6月29日、2026年国際発生・比較免疫学会議(2026 Congress of International Society for Developmental and Comparative Immunology:ISDCI 2026)が大連で開幕した。アメリカ、スウェーデン、イギリス、カナダ、イタリア、オランダなど10を超える国・地域および中国の大学・研究機関から、500人を超える研究者や若手研究者が参加した。

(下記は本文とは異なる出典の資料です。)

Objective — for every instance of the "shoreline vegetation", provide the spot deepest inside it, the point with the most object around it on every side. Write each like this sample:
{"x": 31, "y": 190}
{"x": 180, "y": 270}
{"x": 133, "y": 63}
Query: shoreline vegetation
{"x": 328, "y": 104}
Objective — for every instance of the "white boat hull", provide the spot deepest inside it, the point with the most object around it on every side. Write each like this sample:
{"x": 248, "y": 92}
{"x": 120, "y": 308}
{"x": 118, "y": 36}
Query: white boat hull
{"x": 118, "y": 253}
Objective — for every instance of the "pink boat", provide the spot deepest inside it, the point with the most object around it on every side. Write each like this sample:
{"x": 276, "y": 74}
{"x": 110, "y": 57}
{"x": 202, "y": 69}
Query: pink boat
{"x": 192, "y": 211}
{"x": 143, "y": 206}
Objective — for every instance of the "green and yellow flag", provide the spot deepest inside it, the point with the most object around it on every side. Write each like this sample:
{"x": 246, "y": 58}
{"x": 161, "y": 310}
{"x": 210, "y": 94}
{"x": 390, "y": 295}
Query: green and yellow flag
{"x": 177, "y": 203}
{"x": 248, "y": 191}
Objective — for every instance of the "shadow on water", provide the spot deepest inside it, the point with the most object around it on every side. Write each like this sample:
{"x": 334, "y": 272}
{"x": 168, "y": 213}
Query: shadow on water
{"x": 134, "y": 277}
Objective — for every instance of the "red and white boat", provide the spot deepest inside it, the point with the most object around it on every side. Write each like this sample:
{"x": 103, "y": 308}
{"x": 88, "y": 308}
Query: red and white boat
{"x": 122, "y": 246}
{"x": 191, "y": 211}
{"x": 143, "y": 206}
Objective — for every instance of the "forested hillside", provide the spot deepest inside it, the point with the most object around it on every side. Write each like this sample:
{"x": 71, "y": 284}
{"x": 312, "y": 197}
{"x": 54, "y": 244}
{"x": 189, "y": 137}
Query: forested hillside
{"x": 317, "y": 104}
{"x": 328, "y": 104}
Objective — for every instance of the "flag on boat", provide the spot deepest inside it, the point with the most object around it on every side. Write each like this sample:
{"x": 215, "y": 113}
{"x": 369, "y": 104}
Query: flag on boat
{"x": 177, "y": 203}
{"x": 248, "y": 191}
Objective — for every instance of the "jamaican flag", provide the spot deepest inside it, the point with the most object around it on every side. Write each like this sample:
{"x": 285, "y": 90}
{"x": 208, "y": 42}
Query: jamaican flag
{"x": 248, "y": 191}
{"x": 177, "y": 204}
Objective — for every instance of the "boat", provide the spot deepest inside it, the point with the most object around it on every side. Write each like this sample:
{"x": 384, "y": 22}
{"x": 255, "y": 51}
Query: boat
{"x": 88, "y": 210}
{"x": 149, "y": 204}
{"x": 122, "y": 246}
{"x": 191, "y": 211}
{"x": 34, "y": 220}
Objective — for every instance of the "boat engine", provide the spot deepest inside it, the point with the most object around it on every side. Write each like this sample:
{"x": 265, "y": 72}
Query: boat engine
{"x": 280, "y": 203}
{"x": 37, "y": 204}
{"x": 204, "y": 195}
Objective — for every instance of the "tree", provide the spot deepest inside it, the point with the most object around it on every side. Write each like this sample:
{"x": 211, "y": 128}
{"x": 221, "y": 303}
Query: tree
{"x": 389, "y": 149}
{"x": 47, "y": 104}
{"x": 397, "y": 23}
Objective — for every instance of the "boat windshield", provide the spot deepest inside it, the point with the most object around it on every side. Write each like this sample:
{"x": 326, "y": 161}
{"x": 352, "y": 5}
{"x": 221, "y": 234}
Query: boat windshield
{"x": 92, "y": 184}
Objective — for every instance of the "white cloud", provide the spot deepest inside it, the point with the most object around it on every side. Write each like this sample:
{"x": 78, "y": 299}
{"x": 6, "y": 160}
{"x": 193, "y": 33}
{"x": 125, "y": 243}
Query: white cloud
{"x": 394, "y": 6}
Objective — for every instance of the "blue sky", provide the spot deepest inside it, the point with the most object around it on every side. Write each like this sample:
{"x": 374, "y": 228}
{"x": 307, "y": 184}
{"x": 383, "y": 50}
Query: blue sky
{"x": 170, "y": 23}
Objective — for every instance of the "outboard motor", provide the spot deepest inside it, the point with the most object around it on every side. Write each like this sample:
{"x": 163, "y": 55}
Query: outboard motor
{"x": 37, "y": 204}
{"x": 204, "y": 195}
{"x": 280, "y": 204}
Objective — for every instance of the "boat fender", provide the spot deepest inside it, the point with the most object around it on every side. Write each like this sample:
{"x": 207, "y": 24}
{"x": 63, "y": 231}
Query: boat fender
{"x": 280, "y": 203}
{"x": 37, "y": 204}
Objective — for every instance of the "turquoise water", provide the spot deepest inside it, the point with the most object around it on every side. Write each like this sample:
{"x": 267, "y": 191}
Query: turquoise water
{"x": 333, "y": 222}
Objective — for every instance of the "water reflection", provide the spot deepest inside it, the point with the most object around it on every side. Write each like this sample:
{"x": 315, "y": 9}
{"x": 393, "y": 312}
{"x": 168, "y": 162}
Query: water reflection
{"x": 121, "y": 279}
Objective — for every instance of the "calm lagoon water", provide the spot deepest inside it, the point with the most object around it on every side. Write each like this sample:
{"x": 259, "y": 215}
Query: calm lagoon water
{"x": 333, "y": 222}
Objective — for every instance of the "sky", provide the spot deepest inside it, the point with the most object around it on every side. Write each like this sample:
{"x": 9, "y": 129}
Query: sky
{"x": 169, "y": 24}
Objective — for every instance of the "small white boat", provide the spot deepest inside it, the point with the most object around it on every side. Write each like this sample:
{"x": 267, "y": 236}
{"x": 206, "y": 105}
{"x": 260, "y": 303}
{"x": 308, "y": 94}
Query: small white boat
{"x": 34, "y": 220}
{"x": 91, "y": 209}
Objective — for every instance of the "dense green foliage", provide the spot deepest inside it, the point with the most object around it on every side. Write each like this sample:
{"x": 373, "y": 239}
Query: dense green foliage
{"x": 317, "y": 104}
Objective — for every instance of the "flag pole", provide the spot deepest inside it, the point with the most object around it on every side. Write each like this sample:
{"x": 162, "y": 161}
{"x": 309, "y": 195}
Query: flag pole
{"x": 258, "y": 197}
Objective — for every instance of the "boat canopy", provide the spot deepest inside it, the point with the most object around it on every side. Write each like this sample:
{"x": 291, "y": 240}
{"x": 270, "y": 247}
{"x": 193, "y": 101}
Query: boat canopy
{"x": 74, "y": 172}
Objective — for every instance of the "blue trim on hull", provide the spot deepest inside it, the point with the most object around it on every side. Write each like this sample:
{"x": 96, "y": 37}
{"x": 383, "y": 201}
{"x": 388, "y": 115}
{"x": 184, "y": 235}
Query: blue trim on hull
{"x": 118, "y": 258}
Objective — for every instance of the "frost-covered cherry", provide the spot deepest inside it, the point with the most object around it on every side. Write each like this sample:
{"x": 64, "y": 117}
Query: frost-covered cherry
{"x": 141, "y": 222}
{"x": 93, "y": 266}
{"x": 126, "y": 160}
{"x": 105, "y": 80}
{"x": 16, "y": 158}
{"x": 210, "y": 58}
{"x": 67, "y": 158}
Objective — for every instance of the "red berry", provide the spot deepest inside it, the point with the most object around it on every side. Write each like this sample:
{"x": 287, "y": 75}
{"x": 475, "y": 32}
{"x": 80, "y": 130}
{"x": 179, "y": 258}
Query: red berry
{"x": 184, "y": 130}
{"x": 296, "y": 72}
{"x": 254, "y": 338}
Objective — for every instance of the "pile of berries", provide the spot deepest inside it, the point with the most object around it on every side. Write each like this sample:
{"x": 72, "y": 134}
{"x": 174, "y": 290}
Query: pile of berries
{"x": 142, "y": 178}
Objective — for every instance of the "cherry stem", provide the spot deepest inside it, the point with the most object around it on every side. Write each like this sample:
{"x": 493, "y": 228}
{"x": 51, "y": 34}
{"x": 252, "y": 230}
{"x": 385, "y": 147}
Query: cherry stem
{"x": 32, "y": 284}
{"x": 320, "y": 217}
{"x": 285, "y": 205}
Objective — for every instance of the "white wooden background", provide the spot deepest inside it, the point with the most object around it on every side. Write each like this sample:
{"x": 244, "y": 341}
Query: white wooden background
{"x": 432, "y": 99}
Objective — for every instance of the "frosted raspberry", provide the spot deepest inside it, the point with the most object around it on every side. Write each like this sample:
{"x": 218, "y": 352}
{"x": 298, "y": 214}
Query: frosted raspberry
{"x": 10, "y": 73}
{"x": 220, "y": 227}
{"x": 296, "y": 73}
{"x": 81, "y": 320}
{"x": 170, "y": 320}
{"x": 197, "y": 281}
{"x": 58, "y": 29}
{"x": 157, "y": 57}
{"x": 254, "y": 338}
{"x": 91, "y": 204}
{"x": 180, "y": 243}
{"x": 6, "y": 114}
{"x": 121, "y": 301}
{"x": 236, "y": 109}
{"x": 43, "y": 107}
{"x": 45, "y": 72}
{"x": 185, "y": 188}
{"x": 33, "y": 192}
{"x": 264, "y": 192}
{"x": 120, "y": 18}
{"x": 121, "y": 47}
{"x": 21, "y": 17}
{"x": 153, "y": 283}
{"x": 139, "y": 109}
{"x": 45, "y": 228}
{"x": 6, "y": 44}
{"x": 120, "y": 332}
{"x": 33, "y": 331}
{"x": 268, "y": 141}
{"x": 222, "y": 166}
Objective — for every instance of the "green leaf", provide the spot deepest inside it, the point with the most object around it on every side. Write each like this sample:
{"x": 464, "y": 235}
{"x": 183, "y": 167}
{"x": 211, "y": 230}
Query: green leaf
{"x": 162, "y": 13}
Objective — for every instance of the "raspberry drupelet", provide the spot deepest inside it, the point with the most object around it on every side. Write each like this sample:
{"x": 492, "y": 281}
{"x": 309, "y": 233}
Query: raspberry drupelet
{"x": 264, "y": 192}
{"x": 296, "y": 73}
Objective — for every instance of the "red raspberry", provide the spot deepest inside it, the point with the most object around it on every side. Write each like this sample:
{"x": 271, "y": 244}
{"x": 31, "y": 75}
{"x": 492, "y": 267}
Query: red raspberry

国際発生・比較免疫学会(ISDCI)のGeert F. Wiegertjes会長はあいさつで、「1976年の学会設立以来、中国で会議を開催するのは今回が初めてであり、中国の研究者が発生・比較免疫学分野で急速に存在感を高め、優れた成果を上げていることを示すものだ」と述べ、今後の国際協力のさらなる深化に期待を示した。
現在、世界の海洋水産資源は、気候変動、疾病の多発、生態系の劣化など複数の課題に直面している。水生生物の免疫防御機構を深く理解することは、発生・比較免疫学の基礎研究として重要であるだけでなく、水産養殖のグリーン化や海洋生物資源の持続可能な利用を実現するうえでも不可欠な基盤となる。
大連海洋大学は、中国北部で唯一、海洋・水産分野を特色とする総合大学である。近年は、水生動物免疫学、魚類ワクチンの開発、貝類疾病の環境配慮型防除などの分野で数多くの代表的研究成果を挙げており、「植物・動物科学」と「環境科学・生態学」の2分野がESI世界ランキング上位1%に入っている。